A tendência é que o teletrabalho seja uma prática cada vez mais adotada, mesmo após a pandemia


A situação de pandemia mundial causada pelo novo coronavírus impactou muito na realidade da população brasileira, mudando hábitos de compra, higiene, socialização e trabalho. Com o crescimento de casos confirmados da doença no país, o home office, também conhecido como trabalho remoto, se tornou parte do dia a dia de muitas empresas e profissionais. Esse modelo de trabalho vem sendo uma das principais alternativas para a manutenção dos negócios diante das determinações de isolamento social pelo governo, de forma a evitar a contaminação entre os colaboradores no ambiente de trabalho.

No entanto, estudos indicam que a prática de home office adotada em peso durante o período de pandemia pode se tornar uma prática cada vez mais comum nas empresas. A Lei n° 13.467/2017, elaborada na última reforma trabalhista, já regulamenta o trabalho remoto, o que facilitou a transição para muitas organizações. De acordo com uma pesquisa elaborada pela Organização Internacional do Trabalho (OIT), até abril de 2020, cerca de 59 países já adotaram o home office como uma alternativa ao trabalho presencial.

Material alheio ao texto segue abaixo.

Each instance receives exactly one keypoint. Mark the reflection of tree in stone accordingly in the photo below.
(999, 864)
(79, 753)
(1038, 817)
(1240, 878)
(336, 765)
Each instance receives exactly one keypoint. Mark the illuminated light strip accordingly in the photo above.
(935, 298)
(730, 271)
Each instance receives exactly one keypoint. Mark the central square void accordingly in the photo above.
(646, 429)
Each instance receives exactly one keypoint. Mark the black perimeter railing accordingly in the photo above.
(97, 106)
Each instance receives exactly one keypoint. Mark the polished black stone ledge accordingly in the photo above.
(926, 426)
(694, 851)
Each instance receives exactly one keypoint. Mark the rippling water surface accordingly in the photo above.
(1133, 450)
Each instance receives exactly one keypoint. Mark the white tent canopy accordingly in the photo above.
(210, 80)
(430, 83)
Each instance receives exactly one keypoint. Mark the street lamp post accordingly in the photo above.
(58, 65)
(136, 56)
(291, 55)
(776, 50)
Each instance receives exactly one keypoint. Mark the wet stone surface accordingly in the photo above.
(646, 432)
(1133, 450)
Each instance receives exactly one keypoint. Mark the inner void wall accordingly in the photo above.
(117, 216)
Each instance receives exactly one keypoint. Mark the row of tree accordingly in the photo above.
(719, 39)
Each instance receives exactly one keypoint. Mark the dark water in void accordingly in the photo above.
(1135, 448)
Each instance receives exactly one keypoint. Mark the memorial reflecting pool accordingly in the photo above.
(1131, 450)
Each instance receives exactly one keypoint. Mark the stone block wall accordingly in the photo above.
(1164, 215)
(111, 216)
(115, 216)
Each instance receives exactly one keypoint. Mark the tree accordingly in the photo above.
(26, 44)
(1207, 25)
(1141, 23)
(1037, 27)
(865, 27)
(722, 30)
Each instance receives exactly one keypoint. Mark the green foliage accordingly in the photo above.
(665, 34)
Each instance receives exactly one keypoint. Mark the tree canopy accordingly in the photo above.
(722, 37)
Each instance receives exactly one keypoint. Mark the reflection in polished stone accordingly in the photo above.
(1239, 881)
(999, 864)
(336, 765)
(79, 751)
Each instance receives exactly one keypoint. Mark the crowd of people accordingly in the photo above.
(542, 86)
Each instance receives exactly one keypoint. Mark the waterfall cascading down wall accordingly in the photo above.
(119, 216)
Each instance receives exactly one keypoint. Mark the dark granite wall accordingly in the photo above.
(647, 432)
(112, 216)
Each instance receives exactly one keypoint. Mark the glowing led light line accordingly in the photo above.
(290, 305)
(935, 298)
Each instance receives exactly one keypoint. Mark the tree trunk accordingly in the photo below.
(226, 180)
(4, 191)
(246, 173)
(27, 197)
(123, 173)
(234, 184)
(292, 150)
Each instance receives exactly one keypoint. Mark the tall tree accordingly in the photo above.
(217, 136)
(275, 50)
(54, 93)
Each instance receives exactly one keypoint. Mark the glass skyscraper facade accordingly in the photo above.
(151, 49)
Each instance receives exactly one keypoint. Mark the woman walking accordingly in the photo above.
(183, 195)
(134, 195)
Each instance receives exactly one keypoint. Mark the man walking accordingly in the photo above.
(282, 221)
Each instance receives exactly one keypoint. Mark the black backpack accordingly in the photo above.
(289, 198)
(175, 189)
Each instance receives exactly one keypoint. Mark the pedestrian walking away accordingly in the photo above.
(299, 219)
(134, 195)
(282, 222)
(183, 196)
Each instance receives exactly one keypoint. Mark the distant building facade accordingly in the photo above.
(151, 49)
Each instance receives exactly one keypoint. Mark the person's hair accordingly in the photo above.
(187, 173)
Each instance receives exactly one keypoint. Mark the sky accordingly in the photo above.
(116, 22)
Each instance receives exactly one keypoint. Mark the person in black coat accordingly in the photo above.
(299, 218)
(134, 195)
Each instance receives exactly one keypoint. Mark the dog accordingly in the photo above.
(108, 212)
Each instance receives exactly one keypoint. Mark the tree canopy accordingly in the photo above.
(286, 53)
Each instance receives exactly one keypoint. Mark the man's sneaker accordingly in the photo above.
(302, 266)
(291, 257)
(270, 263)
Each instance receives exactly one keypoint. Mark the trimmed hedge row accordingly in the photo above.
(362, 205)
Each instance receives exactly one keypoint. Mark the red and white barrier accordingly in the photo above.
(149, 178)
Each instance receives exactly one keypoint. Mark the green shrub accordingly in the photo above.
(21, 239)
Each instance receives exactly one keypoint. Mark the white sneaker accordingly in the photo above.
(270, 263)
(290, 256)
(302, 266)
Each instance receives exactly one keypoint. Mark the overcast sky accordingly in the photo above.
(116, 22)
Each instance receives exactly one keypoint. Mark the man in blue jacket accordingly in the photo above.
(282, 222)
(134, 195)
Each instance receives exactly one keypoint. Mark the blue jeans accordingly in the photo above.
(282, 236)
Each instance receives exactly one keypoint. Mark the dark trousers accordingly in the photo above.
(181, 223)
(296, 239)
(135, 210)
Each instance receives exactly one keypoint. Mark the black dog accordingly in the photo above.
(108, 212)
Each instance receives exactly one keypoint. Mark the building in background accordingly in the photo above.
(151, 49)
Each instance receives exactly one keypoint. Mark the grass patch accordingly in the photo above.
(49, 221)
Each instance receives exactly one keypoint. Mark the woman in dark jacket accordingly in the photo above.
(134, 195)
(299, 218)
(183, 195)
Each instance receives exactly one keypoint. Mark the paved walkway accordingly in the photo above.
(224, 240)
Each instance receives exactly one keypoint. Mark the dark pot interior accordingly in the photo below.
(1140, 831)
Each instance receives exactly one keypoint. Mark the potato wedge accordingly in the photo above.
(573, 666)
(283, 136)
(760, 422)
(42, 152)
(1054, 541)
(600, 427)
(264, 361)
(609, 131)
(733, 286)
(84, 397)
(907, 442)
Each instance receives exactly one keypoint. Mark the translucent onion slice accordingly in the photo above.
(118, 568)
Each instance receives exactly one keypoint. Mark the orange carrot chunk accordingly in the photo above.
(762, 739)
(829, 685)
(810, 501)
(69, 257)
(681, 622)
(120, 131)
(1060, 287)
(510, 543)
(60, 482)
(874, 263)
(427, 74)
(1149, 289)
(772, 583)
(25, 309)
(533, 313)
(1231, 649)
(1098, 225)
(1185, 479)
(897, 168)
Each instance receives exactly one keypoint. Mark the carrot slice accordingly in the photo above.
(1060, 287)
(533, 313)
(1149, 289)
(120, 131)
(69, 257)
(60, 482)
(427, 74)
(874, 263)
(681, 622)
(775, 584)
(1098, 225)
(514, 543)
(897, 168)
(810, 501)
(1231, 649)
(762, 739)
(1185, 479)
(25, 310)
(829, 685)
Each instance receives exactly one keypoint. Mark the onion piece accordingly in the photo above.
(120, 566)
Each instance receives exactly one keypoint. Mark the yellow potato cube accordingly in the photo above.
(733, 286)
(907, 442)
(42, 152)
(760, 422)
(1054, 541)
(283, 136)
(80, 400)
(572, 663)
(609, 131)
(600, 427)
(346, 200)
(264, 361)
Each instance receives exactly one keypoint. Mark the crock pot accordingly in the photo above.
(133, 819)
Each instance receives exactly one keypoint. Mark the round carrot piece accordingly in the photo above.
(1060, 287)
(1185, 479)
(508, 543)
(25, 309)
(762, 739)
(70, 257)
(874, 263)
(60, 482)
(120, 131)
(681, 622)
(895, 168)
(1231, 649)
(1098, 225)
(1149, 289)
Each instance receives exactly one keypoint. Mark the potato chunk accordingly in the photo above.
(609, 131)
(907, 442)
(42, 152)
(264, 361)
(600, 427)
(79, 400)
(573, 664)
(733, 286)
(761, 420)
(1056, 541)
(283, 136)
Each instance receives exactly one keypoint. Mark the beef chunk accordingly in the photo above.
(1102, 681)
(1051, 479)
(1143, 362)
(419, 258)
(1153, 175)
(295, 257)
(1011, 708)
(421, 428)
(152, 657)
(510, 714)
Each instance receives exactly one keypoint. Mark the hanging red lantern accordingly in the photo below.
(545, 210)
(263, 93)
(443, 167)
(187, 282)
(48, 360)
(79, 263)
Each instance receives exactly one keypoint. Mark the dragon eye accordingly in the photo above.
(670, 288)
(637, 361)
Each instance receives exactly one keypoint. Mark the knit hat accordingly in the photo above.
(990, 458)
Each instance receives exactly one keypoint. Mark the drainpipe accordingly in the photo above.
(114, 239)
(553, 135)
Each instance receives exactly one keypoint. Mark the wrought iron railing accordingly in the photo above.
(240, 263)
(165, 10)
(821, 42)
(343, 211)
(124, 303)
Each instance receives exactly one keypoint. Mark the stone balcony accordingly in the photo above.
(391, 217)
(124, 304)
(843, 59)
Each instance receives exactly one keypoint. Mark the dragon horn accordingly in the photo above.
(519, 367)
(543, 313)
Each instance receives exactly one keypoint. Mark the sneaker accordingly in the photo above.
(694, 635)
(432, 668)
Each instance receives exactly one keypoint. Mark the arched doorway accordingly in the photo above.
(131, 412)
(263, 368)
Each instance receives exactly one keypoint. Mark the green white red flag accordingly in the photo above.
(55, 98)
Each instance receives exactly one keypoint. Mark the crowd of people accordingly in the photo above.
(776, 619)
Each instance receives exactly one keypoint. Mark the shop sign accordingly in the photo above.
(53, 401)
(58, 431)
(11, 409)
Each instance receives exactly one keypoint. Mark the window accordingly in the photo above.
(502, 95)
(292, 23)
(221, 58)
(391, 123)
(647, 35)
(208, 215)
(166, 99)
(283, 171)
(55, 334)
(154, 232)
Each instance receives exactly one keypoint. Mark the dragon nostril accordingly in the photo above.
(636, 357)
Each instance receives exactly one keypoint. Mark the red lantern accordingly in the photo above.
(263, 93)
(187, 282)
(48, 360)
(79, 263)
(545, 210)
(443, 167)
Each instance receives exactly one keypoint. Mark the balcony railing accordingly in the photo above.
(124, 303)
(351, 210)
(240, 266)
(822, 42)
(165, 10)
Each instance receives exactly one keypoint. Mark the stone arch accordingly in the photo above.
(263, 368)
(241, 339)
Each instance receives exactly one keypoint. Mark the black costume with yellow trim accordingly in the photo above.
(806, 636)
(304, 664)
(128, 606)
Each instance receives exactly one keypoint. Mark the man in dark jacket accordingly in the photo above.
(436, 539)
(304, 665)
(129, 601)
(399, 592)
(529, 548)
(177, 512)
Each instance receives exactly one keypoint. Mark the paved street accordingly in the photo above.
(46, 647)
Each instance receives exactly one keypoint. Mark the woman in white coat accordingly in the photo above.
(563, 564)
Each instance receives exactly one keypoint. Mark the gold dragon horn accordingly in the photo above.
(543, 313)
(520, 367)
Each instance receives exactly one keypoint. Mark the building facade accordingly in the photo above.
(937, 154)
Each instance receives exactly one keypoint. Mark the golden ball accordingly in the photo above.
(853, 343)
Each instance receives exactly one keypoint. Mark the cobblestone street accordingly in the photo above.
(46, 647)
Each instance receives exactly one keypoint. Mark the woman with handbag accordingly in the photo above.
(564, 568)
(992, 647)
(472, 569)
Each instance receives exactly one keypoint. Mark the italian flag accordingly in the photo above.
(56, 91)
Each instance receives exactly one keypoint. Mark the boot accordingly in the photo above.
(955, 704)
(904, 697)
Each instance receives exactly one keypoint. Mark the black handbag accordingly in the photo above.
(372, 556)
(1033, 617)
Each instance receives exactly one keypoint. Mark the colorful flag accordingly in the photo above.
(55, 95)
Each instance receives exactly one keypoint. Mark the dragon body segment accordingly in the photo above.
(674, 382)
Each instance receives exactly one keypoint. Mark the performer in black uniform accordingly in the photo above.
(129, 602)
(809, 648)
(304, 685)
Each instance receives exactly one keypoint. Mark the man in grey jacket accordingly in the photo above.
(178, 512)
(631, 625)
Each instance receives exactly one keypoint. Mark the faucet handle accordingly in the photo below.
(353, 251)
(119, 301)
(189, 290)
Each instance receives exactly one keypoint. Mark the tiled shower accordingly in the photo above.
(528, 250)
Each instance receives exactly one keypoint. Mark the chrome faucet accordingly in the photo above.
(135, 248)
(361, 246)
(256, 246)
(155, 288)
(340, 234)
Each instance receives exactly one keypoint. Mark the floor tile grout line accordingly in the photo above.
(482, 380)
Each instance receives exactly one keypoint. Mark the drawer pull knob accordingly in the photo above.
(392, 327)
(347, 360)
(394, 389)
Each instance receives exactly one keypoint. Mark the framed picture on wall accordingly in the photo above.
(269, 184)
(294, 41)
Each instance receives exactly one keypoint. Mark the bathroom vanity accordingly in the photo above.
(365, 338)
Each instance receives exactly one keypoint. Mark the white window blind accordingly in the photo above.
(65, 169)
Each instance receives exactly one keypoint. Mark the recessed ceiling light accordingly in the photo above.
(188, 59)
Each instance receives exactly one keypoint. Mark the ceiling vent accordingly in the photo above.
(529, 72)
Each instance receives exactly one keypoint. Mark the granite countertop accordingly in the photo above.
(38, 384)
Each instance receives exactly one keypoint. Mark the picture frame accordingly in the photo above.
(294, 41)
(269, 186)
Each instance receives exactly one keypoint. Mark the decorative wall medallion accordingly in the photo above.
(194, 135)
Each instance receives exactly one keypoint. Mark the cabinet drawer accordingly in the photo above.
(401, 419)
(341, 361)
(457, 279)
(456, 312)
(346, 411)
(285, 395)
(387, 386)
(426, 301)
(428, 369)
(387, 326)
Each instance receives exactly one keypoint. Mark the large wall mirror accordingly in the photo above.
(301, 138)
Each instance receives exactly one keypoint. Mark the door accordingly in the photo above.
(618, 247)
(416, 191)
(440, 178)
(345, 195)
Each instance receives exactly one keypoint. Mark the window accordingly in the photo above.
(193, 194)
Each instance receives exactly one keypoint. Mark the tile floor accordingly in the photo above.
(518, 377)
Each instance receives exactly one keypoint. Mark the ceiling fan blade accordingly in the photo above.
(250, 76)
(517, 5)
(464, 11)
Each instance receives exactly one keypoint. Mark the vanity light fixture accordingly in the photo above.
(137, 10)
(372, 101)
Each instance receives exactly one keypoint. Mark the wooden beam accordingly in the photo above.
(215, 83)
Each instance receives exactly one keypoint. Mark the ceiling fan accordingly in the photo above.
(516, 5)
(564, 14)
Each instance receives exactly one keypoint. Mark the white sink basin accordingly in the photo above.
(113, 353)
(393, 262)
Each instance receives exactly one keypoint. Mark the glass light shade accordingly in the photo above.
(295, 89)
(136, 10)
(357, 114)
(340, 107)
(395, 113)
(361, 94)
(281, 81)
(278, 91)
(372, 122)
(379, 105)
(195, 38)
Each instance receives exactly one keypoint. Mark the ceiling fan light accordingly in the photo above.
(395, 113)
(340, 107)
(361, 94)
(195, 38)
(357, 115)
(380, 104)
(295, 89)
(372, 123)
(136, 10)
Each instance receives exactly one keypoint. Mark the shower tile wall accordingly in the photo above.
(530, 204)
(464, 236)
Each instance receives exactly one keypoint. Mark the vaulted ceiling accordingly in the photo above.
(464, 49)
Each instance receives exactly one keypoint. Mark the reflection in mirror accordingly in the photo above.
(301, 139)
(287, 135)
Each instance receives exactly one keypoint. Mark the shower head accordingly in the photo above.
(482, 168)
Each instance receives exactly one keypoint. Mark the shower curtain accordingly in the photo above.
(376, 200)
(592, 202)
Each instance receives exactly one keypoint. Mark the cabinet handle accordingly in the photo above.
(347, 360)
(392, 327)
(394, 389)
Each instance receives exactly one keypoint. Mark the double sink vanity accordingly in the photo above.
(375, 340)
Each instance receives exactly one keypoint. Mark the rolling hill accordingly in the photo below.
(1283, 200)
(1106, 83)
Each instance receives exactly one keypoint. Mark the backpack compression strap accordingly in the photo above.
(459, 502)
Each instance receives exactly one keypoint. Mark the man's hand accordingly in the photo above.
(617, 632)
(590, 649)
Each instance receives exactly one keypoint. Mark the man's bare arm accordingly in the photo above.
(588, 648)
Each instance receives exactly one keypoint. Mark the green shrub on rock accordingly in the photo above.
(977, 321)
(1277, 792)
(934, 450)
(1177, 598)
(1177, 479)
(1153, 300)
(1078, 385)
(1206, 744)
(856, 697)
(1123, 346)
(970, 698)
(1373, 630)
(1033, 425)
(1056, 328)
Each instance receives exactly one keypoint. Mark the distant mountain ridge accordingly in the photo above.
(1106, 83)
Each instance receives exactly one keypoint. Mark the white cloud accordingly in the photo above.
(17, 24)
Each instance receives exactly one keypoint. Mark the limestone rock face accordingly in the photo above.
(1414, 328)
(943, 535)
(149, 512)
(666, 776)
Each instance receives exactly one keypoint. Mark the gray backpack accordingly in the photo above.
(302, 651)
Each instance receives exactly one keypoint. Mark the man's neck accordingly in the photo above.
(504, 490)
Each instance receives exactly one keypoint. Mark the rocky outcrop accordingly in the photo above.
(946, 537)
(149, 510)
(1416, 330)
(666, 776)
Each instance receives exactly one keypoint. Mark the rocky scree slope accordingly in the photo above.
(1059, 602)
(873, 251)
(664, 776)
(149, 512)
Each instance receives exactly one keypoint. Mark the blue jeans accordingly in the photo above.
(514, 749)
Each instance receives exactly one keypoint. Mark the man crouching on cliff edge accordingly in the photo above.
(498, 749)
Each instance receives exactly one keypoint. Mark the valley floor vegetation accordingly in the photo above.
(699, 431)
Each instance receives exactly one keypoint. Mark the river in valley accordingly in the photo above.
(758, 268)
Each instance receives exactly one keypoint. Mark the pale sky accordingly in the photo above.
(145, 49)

No Brasil, apesar de observarmos muitas categorias terem optado pela redução da jornada de trabalho e suspensão de contratos, a Confederação Nacional do Comércio estima que a alternativa de teletrabalho aumentou cerca de 30%. Segundo estudos feitos pelo Instituto de Pesquisa Econômica Aplicada (Ipea) e pelo Instituto Brasileiro de Geografia e Estatística (IBGE)., o home office poderá ser implementado em aproximadamente 23% das ocupações do país, atingindo cerca de vinte milhões de trabalhadores.